50 years in electronics: Hall of Fame - Test
Agilent Technologies, a diversified test and healthcare system firm, came into being in 1999 when it was spun out of Hewlett-Packard. But HP had its own history in et test market. Back in 1960 it created its first sampling oscilloscope borrowing digital computer technology. In 1985 is introduced the first microprocessor based network analyser.
Tektronix was founded in 1947 when it launched its first test products CRT-based, triggered oscilloscopes. Over the years it had a computer terminal and video production equipment businesses, but unlike HP, it did not significantly diversify outside of its core test business. In 2007, Tektronix was acquired by Danaher Corporation for $2.85bn.
Started in 1933 in a Munich apartment, Rohde & Schwarz started producing radio monitor systems in the 1940s, its first network analyser in 1950 and its first spectrum analyser in 1986. In 2010, the privately-owned company surprised the test market by launching its first oscilloscopes.
National Instruments was founded in 1976 and it developed a GPIB bus-based product to connect scientific instruments to microcomputers.
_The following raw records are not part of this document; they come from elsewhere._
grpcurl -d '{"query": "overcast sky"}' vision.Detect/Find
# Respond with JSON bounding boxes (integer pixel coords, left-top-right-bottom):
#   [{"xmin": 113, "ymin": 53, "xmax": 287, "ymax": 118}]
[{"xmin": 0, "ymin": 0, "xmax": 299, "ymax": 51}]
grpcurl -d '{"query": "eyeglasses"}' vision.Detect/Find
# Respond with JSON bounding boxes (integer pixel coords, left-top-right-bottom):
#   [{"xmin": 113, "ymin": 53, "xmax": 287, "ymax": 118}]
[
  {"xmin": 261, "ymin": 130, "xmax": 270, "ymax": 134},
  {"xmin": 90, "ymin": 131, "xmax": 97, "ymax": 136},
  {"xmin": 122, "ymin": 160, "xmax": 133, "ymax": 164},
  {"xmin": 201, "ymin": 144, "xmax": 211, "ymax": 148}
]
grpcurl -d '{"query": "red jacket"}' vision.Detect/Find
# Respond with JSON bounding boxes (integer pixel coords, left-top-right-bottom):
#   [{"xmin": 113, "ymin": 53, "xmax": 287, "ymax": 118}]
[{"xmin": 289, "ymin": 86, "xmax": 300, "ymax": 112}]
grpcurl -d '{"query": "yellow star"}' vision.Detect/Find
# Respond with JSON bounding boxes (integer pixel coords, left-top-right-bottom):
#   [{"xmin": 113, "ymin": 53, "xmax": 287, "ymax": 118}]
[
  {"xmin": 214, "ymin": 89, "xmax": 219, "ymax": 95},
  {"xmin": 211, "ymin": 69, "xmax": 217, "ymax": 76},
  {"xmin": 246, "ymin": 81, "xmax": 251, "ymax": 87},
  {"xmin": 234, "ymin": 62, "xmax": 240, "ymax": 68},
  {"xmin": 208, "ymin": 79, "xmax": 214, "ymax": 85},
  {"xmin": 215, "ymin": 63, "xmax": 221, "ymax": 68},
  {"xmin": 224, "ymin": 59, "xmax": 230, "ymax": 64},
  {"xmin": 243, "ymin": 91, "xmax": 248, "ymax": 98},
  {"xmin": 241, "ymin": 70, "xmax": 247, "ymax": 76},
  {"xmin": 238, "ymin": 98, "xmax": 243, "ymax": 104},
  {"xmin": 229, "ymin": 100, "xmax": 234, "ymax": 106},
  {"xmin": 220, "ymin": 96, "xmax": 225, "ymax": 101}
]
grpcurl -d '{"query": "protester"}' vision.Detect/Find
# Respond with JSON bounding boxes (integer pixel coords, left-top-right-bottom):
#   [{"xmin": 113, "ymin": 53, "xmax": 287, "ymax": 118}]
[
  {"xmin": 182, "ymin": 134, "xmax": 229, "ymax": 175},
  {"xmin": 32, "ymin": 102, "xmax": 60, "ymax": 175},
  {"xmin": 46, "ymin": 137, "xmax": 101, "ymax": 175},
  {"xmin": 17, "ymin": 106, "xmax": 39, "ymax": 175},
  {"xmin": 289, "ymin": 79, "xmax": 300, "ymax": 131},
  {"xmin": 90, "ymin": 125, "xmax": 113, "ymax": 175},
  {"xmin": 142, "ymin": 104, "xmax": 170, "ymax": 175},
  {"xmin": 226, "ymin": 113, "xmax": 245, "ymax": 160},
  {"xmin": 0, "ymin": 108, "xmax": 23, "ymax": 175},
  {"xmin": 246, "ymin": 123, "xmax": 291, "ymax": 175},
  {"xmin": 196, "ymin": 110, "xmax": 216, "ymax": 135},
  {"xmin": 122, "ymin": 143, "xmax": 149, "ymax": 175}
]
It created the LabVIEW graphical development software in 1986 and launched its concept for modular computer-based systems connected by its PXI bus in 1997.
Marconi Instruments
was the test instrument business of GEC. In 1998, with the break up of GEC, it was sold to US military test firm IFR Systems, which was itself taken over by Aeroflex in 2002. Still with offices in Stevenage, the company’s RF test technology is used in products such as the 7100 LTE digital radio test set.